Just a few changes to an enzyme’s amino acids can be enough to dramatically change its function, enabling microbes to inhabit wildly different environments. University of Queensland microbiologist Associate Professor Ulrike Kappler, led by an international team of researchers, made this discovery when investigating how Haemophilus influenzae bacteria colonize the human respiratory system.
This disease-causing bacterium is supremely adapted to living in humans, so much so that they cannot survive anywhere else. It turns out that one enzyme, MtsZ, is the key player in this adaptation. But, surprisingly, close relatives of this protein, which promotes Haemophilus survival exclusively inside humans, help other species of bacteria to survive exclusively in lakes.
How could closely related enzymes help one bacterial species live exclusively in humans and another to live only in lakes? The answer is a matter of minute amino acid changes. The research shows that a sequence difference of just three amino acids, a difference of less than 0.25 percent of the MtsZ enzyme sequence, changes the functionality of the enzyme between bacteria living in lakes compared with those living in humans.

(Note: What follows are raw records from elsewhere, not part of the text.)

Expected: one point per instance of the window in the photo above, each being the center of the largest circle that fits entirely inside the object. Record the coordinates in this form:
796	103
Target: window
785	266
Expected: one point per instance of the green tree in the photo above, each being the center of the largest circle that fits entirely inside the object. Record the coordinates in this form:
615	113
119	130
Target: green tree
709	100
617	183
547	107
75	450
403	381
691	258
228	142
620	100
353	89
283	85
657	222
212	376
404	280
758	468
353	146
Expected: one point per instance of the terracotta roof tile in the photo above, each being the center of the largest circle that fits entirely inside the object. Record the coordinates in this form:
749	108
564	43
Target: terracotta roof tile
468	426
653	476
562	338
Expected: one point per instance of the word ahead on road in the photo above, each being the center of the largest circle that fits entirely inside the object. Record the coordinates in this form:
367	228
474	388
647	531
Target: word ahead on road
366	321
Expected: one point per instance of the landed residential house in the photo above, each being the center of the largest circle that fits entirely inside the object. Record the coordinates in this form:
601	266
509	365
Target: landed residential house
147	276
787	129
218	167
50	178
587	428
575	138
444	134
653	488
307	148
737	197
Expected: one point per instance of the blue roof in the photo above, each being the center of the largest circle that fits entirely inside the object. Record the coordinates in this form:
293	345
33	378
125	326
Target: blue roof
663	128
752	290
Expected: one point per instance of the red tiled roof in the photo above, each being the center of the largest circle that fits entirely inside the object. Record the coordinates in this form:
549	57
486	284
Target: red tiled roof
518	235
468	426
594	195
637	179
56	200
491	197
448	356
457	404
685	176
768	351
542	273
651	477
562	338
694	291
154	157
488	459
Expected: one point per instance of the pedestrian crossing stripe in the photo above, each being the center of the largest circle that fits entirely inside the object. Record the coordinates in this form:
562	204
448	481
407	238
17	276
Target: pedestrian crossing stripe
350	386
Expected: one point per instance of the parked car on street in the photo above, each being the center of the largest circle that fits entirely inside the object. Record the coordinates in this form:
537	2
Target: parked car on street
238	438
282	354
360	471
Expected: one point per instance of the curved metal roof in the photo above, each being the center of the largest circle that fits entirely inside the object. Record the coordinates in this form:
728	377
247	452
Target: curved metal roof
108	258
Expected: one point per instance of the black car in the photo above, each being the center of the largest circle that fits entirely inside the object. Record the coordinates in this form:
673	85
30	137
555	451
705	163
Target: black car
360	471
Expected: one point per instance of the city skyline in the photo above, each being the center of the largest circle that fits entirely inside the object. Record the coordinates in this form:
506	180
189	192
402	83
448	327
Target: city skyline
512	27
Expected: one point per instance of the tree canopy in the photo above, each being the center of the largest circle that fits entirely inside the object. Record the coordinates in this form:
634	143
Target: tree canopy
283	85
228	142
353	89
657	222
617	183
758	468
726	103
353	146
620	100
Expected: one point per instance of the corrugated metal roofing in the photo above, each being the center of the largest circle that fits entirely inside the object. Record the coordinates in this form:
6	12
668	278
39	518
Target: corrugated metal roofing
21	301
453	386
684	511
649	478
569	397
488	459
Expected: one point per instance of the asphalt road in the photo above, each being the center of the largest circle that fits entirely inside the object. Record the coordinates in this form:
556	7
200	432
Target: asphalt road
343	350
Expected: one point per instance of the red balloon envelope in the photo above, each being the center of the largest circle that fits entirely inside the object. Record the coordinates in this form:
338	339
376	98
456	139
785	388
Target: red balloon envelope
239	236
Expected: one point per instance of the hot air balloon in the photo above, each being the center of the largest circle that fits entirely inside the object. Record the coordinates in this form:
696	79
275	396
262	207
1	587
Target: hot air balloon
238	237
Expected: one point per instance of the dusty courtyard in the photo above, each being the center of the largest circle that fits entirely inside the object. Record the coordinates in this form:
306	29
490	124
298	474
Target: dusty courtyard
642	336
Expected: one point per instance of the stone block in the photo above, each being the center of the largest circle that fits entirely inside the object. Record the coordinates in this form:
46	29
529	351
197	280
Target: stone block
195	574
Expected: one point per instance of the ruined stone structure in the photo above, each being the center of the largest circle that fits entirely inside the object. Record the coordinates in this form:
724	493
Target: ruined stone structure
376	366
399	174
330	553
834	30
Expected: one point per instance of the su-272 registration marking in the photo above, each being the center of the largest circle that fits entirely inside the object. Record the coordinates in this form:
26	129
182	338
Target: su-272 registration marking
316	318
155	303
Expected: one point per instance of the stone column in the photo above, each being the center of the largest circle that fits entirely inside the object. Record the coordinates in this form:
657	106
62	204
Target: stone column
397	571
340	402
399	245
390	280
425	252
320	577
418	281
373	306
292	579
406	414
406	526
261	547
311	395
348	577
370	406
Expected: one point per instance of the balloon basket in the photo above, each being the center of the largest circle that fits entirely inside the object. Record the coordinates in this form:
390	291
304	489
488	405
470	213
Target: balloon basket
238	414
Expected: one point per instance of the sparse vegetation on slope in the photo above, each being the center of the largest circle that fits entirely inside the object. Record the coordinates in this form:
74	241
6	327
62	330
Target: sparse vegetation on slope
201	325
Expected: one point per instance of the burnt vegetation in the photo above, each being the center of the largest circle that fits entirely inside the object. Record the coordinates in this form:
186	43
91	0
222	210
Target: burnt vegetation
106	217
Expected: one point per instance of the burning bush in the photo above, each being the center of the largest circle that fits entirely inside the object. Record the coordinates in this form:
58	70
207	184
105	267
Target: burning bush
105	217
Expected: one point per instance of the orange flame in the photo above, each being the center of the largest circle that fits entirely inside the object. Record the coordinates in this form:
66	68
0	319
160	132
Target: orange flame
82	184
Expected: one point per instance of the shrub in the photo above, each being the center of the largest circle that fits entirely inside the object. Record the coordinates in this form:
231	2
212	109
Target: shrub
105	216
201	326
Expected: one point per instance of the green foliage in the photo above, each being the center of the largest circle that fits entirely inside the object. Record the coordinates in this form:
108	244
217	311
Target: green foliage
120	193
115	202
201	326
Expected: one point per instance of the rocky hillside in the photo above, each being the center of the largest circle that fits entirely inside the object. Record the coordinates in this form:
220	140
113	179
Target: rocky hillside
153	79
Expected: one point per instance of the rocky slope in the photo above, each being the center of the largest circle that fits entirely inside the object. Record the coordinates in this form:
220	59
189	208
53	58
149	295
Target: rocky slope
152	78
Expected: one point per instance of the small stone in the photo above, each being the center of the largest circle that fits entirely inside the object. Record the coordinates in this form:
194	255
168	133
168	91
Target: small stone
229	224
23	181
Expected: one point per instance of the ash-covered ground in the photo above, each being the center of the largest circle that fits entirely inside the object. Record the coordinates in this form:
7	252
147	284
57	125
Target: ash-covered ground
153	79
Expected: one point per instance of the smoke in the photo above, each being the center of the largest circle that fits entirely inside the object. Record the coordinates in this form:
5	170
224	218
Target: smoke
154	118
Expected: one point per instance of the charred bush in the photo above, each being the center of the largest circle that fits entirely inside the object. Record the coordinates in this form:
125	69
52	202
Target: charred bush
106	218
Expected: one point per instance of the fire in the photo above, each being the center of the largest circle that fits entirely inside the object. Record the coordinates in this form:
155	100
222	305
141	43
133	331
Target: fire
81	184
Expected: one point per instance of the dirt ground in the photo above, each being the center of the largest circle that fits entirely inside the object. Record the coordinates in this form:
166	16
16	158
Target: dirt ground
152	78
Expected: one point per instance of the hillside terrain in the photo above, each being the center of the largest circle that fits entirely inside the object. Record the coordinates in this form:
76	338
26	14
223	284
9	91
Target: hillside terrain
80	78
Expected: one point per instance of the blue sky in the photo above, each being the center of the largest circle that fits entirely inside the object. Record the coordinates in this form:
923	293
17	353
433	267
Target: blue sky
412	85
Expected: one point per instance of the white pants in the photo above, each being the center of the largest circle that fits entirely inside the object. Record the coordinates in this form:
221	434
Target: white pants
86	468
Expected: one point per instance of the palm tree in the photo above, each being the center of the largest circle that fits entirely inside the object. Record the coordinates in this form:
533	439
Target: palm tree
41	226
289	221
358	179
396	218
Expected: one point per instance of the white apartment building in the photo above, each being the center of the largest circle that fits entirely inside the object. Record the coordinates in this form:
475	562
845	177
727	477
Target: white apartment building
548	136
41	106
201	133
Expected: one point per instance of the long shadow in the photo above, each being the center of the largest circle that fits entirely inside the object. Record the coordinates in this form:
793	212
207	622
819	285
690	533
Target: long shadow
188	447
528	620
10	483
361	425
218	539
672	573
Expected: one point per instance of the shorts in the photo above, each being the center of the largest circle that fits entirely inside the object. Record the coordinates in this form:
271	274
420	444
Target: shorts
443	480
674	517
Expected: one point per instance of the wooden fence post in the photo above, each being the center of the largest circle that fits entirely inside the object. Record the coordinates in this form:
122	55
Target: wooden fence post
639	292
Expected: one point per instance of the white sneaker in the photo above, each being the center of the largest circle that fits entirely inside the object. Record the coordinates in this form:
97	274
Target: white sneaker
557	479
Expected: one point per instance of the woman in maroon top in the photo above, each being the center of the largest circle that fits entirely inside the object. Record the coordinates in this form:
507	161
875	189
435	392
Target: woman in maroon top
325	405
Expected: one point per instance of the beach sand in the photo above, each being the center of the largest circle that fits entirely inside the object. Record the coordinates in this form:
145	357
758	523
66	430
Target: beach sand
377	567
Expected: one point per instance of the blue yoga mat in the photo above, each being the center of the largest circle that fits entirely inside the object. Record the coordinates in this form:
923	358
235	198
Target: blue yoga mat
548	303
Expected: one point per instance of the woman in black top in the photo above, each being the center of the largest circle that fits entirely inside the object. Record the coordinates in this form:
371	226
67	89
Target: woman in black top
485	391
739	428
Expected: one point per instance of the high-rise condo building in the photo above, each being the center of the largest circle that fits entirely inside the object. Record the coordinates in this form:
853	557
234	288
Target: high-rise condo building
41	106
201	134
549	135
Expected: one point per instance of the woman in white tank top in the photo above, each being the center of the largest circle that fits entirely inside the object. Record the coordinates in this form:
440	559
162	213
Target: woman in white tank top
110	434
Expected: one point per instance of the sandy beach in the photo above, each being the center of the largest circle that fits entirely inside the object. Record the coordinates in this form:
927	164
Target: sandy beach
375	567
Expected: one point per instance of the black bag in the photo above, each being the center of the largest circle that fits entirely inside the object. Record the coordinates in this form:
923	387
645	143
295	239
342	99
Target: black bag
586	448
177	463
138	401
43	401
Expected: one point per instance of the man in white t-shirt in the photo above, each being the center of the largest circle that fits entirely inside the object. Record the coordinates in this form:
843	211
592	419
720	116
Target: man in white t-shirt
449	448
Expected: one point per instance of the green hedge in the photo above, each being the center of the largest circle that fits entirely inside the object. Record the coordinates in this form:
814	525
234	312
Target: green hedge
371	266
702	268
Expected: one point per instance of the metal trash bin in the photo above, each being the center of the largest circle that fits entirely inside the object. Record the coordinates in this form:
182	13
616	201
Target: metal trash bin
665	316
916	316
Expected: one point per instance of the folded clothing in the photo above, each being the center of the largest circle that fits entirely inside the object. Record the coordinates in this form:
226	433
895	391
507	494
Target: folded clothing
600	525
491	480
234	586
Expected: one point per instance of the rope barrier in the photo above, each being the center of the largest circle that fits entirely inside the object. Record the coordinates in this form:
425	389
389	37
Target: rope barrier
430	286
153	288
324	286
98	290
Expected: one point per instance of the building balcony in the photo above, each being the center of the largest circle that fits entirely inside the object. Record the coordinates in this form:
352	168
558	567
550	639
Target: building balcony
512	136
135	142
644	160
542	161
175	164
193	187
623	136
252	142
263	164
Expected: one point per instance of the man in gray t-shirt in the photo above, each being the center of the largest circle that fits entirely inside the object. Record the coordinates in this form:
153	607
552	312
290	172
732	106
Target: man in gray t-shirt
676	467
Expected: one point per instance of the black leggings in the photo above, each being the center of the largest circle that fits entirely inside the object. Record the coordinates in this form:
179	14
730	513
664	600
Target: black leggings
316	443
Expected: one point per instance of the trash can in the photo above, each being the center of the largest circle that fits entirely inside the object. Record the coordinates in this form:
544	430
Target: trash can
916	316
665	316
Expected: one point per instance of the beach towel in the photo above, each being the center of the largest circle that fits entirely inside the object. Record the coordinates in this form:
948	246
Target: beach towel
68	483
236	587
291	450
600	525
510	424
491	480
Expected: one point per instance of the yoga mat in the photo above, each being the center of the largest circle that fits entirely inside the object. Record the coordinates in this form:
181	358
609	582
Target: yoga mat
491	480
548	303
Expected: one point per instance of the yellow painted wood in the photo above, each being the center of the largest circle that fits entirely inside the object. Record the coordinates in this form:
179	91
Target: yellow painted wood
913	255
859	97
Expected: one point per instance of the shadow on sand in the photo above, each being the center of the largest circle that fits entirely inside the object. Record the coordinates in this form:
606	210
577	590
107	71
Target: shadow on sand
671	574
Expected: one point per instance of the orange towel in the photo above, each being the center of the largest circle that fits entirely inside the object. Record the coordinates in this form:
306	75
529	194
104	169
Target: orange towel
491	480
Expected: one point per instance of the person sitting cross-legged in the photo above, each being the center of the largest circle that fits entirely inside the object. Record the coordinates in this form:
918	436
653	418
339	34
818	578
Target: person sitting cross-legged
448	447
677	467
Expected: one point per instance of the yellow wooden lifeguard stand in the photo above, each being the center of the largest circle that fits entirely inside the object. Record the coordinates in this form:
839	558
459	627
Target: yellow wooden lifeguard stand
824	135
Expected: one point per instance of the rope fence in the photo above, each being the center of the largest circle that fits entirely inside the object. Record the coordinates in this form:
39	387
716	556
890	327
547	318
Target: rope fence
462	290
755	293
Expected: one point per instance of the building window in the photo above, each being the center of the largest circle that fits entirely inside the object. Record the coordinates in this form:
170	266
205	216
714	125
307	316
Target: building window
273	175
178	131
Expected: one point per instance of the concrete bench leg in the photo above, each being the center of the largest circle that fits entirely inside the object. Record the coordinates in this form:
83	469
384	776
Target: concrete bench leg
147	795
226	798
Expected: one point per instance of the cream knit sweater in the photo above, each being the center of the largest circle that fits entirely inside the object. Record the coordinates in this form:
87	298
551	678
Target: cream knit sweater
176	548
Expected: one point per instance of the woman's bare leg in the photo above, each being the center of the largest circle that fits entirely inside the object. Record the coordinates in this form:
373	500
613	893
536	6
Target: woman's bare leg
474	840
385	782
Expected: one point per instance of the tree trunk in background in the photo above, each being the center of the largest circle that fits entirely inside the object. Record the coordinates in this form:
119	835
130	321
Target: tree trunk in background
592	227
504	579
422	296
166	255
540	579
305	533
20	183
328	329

It the natural world, tiny differences can lead to enormous functional changes—for example, humans and chimpanzees aren’t exactly the same despite being 99 percent genetically similar. The slight changes in this enzyme enable the lake-dwelling bacteria to live on decaying algae and generate energy.
Contrast this with Haemophilus, which uses MtsZ to scavenge amino acids from the human bodyand use them for bacterial growth and replication. Now that we understand the unique structure of this enzyme in Haemophilus, we hope to develop ways to inhibit its specific function and remedy chronic respiratory conditions associated with this bacterium.